The result of this investment is shown in the other perspective of this argument: the users of Airflow. As highlighted in the 2024 Airflow survey, 82% of teams say they use Airflow beyond its initial scope, and 44% reported significant growth in new use cases. Use of Airflow for managing infrastructure, MLOps, and GenAI workflows is growing significantly year over year.
While there are certainly many new tools popping up to address these growing use cases (we’ve all seen the MAD diagram), that doesn’t mean that projects that have been around for longer are standing still. In fact, the opposite is true here: Airflow is being used more frequently and for a wider range of use cases today than it was five or ten years ago precisely because it has continued to evolve alongside the rapidly changing data ecosystem.
Conclusion
Throughout this series, we’ve revisited some of the most persistent narratives about Airflow—from the challenges of authoring DAGs and local development, to architectural critiques around scaling and reliability, and now, to perceptions about where Airflow fits in the modern data stack.
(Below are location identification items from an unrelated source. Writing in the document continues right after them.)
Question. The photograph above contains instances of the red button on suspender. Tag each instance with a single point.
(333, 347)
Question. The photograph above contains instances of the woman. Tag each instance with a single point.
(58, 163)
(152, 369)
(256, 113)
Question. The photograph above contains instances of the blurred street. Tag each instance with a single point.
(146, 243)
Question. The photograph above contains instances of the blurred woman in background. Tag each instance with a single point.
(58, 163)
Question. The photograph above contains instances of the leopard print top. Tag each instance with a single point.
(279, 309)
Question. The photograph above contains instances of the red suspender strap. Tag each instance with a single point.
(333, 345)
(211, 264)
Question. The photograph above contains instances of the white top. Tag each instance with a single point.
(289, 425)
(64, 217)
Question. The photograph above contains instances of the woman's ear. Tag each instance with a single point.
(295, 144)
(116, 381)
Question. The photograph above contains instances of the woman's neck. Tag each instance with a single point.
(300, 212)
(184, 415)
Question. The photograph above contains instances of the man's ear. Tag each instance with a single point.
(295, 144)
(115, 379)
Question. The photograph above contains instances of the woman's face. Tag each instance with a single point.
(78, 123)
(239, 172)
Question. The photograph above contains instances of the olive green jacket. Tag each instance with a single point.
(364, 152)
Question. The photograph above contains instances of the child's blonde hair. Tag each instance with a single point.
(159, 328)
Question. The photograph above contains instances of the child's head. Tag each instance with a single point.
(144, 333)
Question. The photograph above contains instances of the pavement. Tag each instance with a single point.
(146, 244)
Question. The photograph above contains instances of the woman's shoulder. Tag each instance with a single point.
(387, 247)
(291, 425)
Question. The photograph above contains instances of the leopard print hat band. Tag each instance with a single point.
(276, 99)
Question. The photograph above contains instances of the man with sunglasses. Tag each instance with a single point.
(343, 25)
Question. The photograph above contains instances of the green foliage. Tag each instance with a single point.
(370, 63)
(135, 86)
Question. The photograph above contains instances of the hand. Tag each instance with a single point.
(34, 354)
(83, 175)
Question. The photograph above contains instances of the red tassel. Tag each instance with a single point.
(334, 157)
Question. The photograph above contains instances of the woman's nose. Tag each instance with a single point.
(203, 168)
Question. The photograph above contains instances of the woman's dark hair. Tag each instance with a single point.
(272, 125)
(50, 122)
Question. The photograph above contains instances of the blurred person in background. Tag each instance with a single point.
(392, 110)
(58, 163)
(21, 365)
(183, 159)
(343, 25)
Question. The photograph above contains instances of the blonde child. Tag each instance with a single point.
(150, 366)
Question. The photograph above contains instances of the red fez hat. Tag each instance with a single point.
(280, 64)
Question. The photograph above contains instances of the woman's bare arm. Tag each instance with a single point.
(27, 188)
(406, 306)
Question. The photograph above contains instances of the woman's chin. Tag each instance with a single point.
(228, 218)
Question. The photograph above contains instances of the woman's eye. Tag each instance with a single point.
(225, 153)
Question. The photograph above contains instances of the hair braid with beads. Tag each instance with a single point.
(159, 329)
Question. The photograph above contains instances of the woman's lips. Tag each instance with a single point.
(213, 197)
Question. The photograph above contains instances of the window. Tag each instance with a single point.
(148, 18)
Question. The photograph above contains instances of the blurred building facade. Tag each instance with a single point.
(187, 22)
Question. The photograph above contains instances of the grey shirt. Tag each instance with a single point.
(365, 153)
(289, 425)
The pattern is clear: while many of these critiques stem from real limitations in Airflow’s early history, they no longer reflect the capabilities of the project today. The Airflow community has invested heavily in expanding and improving the project—not just in terms of user experience and performance, but in the breadth of use cases it supports.
Here’s a summary of the statements we examined in this post:
Statement | Verdict | Current features |
---|---|---|
Airflow only supports time-based schedules for pipelines | ❌ Fiction | Sensors, assets, event-driven scheduling, the Airflow API |
Airflow is not a streaming tool | ✅ Fact | Airflow alone should not be used for streaming use cases, but it can be used in combination with streaming tools like Kafka |
Airflow isn’t the best choice for ML or AI workflows | ❌ Fiction | Dynamic task mapping, event-driven scheduling, the Airflow AI SDK, worker queues on Astro |
Airflow is legacy tech, innovation is happening elsewhere | ❌ Fiction | Continual significant releases including Airflow 3, and massive growth in contributors and user base. |
As we close this series, the message is simple: Airflow’s relevance today isn’t defined by its origins—it’s defined by how actively it has grown and adapted to support the future of data engineering, machine learning, and AI operations.
Thanks for reading, and we look forward to seeing what the community builds next with Airflow.